What To Cache
Good prompt-cache candidates:
- Long system prompts that change only when the app ships.
- Policy packs, output schemas, rubrics, and static examples.
- Tool descriptions when the tool catalog is stable.
- Retrieval snippets that are shared by many users and have a clear version.
Bad prompt-cache candidates:
- User-specific files, emails, tickets, or private context.
- Prompts containing API tokens or session cookies.
- Live market, legal, medical, or breaking-news facts.

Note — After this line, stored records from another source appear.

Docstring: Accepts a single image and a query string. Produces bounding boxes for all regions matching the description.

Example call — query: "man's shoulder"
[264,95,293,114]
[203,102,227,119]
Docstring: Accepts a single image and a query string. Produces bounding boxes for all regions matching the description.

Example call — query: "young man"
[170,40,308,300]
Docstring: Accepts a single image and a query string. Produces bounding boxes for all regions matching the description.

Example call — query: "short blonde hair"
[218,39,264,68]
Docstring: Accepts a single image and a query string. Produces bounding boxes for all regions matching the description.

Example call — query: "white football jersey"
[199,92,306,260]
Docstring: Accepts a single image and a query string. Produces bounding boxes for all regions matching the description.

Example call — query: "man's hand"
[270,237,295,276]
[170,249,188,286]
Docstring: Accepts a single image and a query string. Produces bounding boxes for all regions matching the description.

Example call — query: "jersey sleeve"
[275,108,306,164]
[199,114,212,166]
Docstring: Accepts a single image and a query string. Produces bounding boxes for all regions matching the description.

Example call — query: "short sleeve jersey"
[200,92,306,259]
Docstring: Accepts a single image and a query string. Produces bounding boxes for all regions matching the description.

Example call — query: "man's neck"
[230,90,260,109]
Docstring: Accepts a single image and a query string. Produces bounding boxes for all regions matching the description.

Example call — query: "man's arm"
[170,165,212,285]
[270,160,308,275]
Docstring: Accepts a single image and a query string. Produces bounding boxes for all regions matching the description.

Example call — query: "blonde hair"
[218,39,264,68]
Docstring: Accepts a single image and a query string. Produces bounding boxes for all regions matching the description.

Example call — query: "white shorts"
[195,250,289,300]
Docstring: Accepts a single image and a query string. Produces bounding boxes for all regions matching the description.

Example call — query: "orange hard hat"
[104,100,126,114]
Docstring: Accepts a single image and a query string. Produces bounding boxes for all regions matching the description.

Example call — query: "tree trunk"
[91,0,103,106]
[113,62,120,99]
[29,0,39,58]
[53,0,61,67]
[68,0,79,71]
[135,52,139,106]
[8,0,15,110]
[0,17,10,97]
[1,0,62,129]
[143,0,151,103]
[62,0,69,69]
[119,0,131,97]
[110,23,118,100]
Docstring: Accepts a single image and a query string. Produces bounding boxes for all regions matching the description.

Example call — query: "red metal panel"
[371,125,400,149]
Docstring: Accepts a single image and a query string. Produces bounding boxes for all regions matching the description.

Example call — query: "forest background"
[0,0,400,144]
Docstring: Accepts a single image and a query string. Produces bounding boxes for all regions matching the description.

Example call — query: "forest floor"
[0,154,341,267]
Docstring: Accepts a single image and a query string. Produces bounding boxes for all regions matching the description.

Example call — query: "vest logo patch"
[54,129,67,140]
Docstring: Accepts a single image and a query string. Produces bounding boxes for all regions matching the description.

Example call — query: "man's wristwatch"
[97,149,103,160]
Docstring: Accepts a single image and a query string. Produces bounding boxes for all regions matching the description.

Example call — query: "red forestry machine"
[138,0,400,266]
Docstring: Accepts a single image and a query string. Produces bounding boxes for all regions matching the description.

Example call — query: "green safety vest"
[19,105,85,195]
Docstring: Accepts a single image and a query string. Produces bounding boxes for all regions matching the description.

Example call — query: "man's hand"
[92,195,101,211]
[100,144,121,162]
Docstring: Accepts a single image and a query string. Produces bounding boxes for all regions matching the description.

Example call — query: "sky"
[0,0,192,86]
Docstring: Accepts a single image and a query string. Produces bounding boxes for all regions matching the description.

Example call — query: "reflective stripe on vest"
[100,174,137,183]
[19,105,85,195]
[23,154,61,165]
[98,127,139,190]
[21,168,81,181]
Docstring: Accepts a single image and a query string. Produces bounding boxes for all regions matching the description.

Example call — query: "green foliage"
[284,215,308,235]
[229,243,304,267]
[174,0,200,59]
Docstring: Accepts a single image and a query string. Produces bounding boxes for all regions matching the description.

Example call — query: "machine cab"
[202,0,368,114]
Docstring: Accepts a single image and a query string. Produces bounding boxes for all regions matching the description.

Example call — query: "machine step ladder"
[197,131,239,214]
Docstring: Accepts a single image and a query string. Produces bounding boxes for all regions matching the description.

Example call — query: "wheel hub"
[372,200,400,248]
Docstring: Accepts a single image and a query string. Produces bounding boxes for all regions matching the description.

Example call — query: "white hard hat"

- Anything where a stale answer can cause a destructive action.
The most useful LLM prompt caching techniques are boring: stable-prefix extraction, schema-versioned keys, TTL or deploy-version invalidation, and cached-vs-uncached evaluation. Avoid clever semantic cache reuse until those basics are measured.
Validation Checklist
Before enabling prompt caching, verify these gates:
- The cache key includes model name and prompt schema version.
- Volatile user input is excluded from the reusable prefix key.
- Cache entries have a TTL or deploy-version invalidation rule.
- Evaluation compares cached and uncached outputs on at least 20 real tasks.
- Logs report hit rate, saved input tokens, first-token latency, and stale-cache rejects.
Common Failure Modes
- Over-broad key: two different policy versions share a cache entry.
- Under-broad key: every user message creates a unique key, so hit rate stays near zero.
- Hidden volatility: the system prompt embeds today's date or account-specific state.
- Silent stale behavior: the cache works technically, but no metric shows wrong reuse.